EPEpsilon Data Management
Senior Associate Technology L1
Bangalore ₹2-5 LPA Posted 3 Jun 2025
FULL TIME
Etl
Pyspark
Databricks
Python
Job Description
Key Responsibilities
As a PySpark Data Engineer, you will:
- Design and develop scalable PySpark data pipelines to ensure efficient processing of large datasets, enabling faster insights and business decision-making.
- Leverage Databricks notebooks for collaborative data engineering and analytics, improving team productivity and reducing development cycle times.
- Write clean, modular, and reusable Python code to support data transformation and enrichment, ensuring maintainability and reducing technical debt.
- Implement data quality checks and validation logic within ETL workflows to ensure trusted data is delivered for downstream analytics and reporting.
- Optimize Spark jobs for performance and cost-efficiency by tuning partitions, caching strategies, and cluster configurations, resulting in reduced compute costs.
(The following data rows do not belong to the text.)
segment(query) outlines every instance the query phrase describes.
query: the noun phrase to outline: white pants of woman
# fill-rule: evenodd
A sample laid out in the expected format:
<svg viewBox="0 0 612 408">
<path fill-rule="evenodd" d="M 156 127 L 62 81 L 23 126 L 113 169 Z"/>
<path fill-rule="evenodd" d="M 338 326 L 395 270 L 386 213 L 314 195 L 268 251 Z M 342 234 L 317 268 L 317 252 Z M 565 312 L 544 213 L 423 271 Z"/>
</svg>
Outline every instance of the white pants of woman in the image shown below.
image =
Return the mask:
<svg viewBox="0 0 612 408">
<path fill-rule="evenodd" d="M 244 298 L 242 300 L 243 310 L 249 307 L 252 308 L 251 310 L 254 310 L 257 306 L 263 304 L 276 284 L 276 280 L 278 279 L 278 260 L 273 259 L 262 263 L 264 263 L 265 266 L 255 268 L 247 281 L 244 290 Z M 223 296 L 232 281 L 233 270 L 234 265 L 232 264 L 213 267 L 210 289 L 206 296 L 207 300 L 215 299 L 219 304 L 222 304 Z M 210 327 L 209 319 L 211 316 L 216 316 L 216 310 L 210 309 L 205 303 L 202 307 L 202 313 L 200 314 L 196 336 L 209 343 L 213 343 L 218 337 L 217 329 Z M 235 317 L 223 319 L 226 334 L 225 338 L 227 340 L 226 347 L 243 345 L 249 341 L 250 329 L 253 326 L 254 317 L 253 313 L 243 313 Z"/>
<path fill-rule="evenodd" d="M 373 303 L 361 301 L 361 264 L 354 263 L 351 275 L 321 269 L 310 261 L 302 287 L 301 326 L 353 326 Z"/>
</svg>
Qualifications: Your Skills & Experience
- Solid understanding of Python programming fundamentals, especially in building modular, efficient, and testable code for data processing.
- Familiarity with libraries like pandas, NumPy, and SQLAlchemy (for lightweight transformations or metadata management).
- Proficient in writing and optimizing PySpark code for large-scale distributed data processing.
- Deep knowledge of Spark internals, partitioning, shuffling, lazy evaluation, and performance tuning.
- Comfortable using Databricks notebooks, clusters, and Delta Lake.
Set Yourself Apart With
- Familiarity with cloud-native services like AWS S3, EMR, Glue, Lambda, or Azure Data Factory.
- Experience deploying or integrating pipelines within a cloud environment adds flexibility and scalability.
- Experience with tools like Great Expectations or custom-built validation logic to ensure data trustworthiness.